Planting seeds

 A beautiful, bright, intelligent young girl was given a patch of overgrown land, it was hers to do with what she wanted, but it came with no instructions and she had absolutely no idea where to begin.

Drowning in the overwhelm of responsibility she couldn’t see past the enormity of the task before her, fear rendering her imagination powerless.  She couldn’t think, let alone dream.

So, she set about doing what she thought was right, she began to clear the land.  Perhaps once the tangled mess of overgrown brambles and grasses had gone, she would be able to envisage what to do with her gift.

Cutting and pulling and digging and turning till her land was bare, ‘Perhaps now is the time to decide what to plant?’ she thought, but just as she was about to begin, she noticed that the soil wasn’t fine enough, it was filled with stones and little rocks, and she so wanted everything to be perfect - that was, after all, what she had been taught to aim for - and so she picked up the riddle and began sifting the soil, separating out the debris into neat ordered piles.

She was, as just alluded to, a perfectionist and so it will come as no surprise to learn that she was a really good soil sifter, she worked diligently and took pride in how lovely the ground beneath her feet looked. 

Over time, the people who owned the land around hers, began to notice this too, and one by one, they started bringing her their soil.  She was happy to help - after all that is what good, compliant girls do - yet all the while she helped them, she wasn’t actually planting anything of her own.

Added to which, was an ongoing fight with nature – nothing stayed the same!  Just as the ground was approaching the flawless quality she thought was necessary to begin, it would rain and the soil would clump, or it would be sunny and turn it to dust and then there were the shoots that seemed to sprout overnight and command her attention! Arrrgghh!!!  Some days the wind would blow and disrupt her organisation, sometimes someone would arrive with more stuff to sort and in her distraction she would tell them to ‘just put it over there’ then look round later and discover to her dismay that ‘there’ to them, was atop her beautifully sorted, now buried stones.

Occasionally as she worked, she found a seed and would toss it to the outer edges of her patch, sometimes she remembered to tend it, most times she forgot or neglected it in the prioritising of the shit shovelling in the pursuit of the perfect start.

She wasn’t unobservant, she could see that the people around her were all busy planting and growing and making something of the land that had been gifted to them, but this just made her feel even more inadequate in this game to which she didn’t know the rules but, from what she could figure out, seemed to involve a lot of trial and error, learning as you went along, what would flourish where? A kind of living experiment, that could ultimately result in success, or failure, or a mediocre OK-ness, none of which she was confident to try.  After all, hers was a world of getting it right first time, experimental was far too left field.

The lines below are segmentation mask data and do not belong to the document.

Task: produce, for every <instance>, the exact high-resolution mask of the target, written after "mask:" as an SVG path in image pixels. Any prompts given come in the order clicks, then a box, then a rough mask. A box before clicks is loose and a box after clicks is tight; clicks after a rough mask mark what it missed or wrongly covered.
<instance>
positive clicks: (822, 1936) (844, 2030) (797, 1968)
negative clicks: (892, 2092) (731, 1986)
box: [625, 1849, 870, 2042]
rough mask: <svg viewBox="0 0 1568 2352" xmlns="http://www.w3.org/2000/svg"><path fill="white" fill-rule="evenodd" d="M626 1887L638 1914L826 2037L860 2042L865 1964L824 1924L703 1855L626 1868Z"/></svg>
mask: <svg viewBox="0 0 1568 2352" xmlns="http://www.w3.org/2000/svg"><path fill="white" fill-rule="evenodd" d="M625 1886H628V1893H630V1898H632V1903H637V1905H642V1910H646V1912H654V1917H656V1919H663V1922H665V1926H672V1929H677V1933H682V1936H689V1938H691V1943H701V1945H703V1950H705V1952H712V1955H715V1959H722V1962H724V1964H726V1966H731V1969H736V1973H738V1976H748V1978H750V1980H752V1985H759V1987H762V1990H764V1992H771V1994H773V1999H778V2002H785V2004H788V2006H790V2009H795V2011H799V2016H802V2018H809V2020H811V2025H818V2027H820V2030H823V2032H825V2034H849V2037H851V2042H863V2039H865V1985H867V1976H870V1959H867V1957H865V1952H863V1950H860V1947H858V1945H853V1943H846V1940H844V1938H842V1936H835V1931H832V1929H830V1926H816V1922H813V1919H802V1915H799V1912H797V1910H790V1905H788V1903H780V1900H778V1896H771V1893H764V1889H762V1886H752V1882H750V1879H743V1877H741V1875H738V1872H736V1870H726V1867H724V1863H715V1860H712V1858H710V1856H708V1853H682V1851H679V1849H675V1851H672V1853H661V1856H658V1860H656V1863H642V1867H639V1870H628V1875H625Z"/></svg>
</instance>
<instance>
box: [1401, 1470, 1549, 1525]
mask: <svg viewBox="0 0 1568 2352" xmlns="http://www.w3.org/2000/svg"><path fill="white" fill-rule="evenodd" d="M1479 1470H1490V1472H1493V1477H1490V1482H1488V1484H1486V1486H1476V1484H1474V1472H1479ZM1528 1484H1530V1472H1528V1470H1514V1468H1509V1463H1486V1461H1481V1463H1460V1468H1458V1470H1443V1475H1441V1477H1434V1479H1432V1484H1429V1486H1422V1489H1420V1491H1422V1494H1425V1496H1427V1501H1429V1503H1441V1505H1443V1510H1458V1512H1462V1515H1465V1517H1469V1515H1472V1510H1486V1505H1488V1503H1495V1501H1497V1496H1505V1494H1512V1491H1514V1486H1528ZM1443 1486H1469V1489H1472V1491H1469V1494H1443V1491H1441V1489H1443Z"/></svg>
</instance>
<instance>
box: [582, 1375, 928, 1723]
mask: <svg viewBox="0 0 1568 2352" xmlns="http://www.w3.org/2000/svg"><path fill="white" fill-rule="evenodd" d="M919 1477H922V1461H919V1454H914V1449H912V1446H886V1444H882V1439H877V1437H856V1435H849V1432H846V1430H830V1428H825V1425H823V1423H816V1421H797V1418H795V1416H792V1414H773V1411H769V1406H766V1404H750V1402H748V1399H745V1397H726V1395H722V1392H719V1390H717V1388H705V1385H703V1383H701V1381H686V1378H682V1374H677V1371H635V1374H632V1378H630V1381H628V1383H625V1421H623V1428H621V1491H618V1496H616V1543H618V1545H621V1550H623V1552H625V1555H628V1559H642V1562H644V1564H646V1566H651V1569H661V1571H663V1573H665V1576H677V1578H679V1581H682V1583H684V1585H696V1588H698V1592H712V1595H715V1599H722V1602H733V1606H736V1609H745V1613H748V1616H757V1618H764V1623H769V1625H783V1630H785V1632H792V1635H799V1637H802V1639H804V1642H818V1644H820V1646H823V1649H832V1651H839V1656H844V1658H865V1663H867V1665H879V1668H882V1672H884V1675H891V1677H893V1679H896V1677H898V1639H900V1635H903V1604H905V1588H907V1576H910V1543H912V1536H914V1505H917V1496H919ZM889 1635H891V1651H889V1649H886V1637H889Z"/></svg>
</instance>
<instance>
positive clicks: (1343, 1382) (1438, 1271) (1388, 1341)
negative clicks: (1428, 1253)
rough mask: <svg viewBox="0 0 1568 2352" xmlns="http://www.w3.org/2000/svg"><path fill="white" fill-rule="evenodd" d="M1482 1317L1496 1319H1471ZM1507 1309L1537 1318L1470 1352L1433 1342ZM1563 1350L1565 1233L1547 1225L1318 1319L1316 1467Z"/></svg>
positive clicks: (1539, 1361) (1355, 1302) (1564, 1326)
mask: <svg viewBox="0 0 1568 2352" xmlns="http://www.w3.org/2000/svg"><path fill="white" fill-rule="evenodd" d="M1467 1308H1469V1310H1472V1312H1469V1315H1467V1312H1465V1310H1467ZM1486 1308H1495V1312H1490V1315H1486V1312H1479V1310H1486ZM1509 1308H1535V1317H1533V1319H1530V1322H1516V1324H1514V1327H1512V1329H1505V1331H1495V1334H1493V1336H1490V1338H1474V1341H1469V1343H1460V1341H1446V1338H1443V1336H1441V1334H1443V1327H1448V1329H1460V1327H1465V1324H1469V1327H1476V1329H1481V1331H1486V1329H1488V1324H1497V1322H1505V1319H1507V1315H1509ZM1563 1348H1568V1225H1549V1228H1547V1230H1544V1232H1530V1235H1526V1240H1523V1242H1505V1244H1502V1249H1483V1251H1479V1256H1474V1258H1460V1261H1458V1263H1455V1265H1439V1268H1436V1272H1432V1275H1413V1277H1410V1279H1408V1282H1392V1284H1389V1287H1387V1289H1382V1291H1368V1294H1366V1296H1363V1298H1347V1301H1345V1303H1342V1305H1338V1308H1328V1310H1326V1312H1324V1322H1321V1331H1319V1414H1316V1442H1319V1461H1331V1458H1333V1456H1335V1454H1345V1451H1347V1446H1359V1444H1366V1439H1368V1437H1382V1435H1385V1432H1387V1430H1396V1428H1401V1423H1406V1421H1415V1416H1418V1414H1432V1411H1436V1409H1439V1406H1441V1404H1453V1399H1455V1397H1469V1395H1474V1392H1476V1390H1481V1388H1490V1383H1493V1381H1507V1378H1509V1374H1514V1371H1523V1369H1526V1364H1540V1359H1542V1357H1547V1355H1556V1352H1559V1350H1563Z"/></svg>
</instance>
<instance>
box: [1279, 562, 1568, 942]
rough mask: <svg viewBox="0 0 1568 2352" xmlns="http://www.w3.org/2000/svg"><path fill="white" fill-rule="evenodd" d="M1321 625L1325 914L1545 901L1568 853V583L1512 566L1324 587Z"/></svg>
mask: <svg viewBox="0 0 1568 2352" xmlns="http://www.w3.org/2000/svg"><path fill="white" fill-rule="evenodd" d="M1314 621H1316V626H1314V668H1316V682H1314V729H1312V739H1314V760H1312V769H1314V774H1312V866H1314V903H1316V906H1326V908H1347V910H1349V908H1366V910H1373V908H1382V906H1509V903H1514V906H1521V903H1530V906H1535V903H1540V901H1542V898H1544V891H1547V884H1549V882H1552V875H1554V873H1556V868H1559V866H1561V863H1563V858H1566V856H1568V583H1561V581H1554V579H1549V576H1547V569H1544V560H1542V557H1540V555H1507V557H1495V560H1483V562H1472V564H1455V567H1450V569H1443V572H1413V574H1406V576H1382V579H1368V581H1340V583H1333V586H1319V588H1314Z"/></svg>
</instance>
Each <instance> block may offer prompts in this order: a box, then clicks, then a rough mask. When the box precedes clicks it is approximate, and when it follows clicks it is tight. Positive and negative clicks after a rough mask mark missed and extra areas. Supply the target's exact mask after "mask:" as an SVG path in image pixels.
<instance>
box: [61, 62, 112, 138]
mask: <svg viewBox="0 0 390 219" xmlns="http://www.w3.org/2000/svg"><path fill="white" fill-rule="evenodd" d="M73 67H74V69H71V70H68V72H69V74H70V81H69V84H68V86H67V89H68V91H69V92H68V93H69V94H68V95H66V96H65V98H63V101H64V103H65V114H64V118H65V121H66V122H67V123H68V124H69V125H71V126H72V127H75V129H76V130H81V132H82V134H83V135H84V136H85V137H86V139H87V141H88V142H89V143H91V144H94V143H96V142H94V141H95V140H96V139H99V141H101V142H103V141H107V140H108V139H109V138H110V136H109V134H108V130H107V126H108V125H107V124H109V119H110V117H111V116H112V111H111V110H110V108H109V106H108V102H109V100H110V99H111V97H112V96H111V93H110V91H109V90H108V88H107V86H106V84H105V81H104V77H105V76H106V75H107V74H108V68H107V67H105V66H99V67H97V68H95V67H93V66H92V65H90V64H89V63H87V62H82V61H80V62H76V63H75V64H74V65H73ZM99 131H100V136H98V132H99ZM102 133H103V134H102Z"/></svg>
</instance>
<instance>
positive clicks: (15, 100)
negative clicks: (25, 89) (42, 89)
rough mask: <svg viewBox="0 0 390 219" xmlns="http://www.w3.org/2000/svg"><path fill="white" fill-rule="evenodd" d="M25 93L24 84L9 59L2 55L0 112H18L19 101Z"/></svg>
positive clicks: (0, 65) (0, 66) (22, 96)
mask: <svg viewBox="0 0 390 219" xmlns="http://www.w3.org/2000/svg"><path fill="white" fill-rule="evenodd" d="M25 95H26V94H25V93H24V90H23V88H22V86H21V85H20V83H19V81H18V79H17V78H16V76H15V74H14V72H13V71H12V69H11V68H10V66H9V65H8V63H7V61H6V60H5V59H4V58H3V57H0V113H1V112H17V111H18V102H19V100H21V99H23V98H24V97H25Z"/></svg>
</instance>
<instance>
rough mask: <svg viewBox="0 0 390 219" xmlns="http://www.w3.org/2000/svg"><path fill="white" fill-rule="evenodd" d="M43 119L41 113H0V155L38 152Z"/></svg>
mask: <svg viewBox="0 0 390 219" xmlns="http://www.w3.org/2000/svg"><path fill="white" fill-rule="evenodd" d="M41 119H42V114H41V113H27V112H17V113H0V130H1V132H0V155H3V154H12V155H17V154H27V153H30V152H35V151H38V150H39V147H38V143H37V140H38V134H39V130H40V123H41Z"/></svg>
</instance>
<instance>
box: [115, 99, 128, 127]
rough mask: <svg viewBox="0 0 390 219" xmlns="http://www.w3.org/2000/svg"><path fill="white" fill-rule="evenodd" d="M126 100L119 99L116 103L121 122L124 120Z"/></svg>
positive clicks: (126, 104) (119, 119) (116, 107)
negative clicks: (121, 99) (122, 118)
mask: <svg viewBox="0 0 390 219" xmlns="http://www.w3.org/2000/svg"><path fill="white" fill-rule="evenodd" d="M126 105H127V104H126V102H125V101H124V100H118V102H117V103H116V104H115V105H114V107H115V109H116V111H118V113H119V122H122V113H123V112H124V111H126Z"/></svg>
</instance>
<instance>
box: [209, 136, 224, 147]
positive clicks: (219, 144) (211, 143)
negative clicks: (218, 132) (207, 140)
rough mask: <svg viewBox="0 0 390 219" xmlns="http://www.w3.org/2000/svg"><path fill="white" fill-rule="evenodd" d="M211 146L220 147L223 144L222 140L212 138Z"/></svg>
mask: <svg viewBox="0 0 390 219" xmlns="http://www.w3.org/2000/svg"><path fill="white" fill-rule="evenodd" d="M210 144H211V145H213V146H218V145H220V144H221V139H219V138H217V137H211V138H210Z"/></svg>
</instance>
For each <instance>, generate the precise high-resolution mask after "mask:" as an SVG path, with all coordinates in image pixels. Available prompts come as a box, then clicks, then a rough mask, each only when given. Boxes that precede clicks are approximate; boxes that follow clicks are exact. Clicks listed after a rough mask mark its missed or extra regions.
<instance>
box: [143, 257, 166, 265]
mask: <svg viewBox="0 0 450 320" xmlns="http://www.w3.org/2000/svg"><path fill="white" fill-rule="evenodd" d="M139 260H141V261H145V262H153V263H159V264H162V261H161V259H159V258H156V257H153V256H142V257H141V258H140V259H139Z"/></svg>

Most people were curious as to why, after so many years, her patch of ground was, to all intents and purposes, still barren. They eyed her suspiciously, she was clever, why wasn’t she doing what they were doing?  Surely, she must have worked out what to do by now?  Surely, she wanted her garden to look like theirs?

And yet, there’s the thing.

For whilst she wished she hadn’t spent so long sifting the soil, she also had a deep understanding that she had never actually wanted to grow anything that looked like anybody else’s. 

And when she thought into that she realised that if she didn’t want the results to look like they were ‘expected’ to look, she was, at last, 

free 

to play, 

to discover, 

experiment, 

to marvel in the mystery 

of what would germinate from the seeds she did plant, and what she, and she alone could cultivate those seedlings into. Some wouldn’t make it but Oh! How some would flourish.

 

Today is the Celtic festival of Imbolc.  A time when life begins to awaken from its winter sleep, when we prepare for the warmer, longer days ahead by planting seeds, literally and metaphorically.

And in that vein, I will leave you with a question posed yesterday by a kindred soul,

What is inside that yearns to become?